Seit der letzten Nacht ist sie nicht mehr Herrin ihrer selbst.
Resigniert legt Marga Mönchinger den Einwegrasierer zur Seite. Kurz hat sie darüber nachgedacht, die Klinge herauszunehmen und Hand an sich zu legen, aber so weit ist es noch nicht. Neben der Angst, die sie vor dem Kommenden hat, spürt sie durchaus auch Wut. Und Marga Mönchinger beschließt, erst aufzugeben, wenn diese Wut sich erschöpft haben sollte. Mit einem scheuen Blick streift sie wohl zum hundertsten Mal die gefliesten Wände der Duschkabine. Kaltes Blau giftet zurück. Der Schimmel wächst sich zu hässlich wuchernden Pilzen aus und die Sprünge in den Fliesen fügen sich wie Spinnennetze zusammen.

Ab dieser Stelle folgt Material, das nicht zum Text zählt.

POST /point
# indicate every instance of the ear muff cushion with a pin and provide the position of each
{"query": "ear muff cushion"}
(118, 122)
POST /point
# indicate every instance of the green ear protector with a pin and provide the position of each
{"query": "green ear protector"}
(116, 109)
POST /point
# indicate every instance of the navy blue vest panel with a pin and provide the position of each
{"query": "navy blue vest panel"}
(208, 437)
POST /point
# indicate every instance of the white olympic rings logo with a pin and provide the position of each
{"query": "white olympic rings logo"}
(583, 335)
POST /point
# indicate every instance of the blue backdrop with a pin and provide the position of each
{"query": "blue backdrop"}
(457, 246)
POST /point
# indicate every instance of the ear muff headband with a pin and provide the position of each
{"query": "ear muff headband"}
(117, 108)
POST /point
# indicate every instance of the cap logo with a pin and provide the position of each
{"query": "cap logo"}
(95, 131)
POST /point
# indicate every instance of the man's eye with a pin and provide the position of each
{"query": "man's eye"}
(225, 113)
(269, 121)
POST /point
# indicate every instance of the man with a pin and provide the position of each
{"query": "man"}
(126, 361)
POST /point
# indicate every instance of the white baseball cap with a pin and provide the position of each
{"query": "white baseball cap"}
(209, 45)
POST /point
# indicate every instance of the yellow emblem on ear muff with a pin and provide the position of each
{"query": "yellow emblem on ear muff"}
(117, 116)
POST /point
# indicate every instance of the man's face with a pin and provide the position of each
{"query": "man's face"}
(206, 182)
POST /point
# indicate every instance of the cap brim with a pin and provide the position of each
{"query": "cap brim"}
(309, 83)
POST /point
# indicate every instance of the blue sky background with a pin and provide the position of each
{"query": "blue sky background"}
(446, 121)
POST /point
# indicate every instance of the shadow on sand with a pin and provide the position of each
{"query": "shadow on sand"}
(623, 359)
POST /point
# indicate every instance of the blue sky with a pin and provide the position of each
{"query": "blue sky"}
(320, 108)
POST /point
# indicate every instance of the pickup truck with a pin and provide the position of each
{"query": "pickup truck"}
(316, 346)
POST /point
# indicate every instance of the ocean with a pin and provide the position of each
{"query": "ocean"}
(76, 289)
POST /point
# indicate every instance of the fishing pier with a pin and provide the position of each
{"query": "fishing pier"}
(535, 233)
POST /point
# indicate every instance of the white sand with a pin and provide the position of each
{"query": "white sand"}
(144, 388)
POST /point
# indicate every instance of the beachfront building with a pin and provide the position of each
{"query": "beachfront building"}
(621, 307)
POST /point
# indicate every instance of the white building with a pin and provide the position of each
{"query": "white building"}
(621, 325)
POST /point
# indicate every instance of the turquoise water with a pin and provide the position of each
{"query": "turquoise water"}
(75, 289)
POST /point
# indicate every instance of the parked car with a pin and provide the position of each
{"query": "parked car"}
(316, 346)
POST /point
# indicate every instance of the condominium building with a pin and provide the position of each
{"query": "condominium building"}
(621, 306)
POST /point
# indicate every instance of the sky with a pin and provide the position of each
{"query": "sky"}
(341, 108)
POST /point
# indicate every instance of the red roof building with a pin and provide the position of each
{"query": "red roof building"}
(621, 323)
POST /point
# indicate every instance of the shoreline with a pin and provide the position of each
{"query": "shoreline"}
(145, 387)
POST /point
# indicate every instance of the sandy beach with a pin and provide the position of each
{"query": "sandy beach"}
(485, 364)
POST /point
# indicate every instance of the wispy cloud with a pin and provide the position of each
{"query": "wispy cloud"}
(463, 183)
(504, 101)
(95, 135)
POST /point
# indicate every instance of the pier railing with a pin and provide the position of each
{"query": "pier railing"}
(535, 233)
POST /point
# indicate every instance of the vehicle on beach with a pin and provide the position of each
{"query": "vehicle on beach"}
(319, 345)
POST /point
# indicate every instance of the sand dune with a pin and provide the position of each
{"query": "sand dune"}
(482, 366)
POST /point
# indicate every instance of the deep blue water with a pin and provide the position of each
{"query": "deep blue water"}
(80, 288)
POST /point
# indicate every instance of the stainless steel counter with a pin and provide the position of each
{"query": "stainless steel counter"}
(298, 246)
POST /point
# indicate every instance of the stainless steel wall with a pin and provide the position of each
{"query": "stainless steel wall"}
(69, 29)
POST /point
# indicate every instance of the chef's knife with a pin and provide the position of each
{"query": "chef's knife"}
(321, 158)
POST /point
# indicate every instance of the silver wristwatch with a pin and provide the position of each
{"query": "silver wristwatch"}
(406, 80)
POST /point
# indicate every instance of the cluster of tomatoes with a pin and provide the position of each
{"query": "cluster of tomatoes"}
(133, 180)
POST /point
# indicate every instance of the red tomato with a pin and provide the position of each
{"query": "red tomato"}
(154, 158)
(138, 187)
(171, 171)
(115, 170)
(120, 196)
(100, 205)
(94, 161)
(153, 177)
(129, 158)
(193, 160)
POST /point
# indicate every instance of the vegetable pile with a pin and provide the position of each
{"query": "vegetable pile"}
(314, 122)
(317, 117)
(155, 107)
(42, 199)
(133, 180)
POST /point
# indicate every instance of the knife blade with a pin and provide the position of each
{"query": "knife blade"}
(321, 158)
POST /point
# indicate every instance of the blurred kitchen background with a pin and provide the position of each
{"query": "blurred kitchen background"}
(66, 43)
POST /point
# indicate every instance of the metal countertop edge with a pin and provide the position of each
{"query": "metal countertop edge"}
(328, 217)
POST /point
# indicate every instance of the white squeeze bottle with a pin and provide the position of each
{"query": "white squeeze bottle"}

Marga Mönchinger stellt die Dusche aus.
Samstag, 18. Juni, 20.32 Uhr,
Söl’ring Hof , Rantum
»Auf unsere Freundschaft.«
Judith Lissen hebt ihr Weinglas und stößt es leicht an Siljas. Ein feiner Ton erklingt, und die drei Geschäftsmänner am Nebentisch werfen neugierige Blicke auf die beiden attraktiven Frauen. Natürlich würde niemand es wagen, sie hier anzusprechen, schließlich sitzen sie in einem der besten Restaurants von Sylt. Als Judith die Freundin vom Beifahrersitz ihres Autos aus nach Rantum dirigierte und ihr dann den Weg zu dem kleinen, aber sehr feinen Hotel Söl’ring Hof gewiesen hat, das direkt in den Rantumer Dünen steht, ist Silja überrascht gewesen. Sicher, Judiths Kleidung war immer ausgesucht und bestimmt nicht ganz billig, aber ein Abendessen in einem Zwei-Sterne-Restaurant schien ihr doch erheblich über dem Budget einer durchschnittlichen Studentin zu liegen.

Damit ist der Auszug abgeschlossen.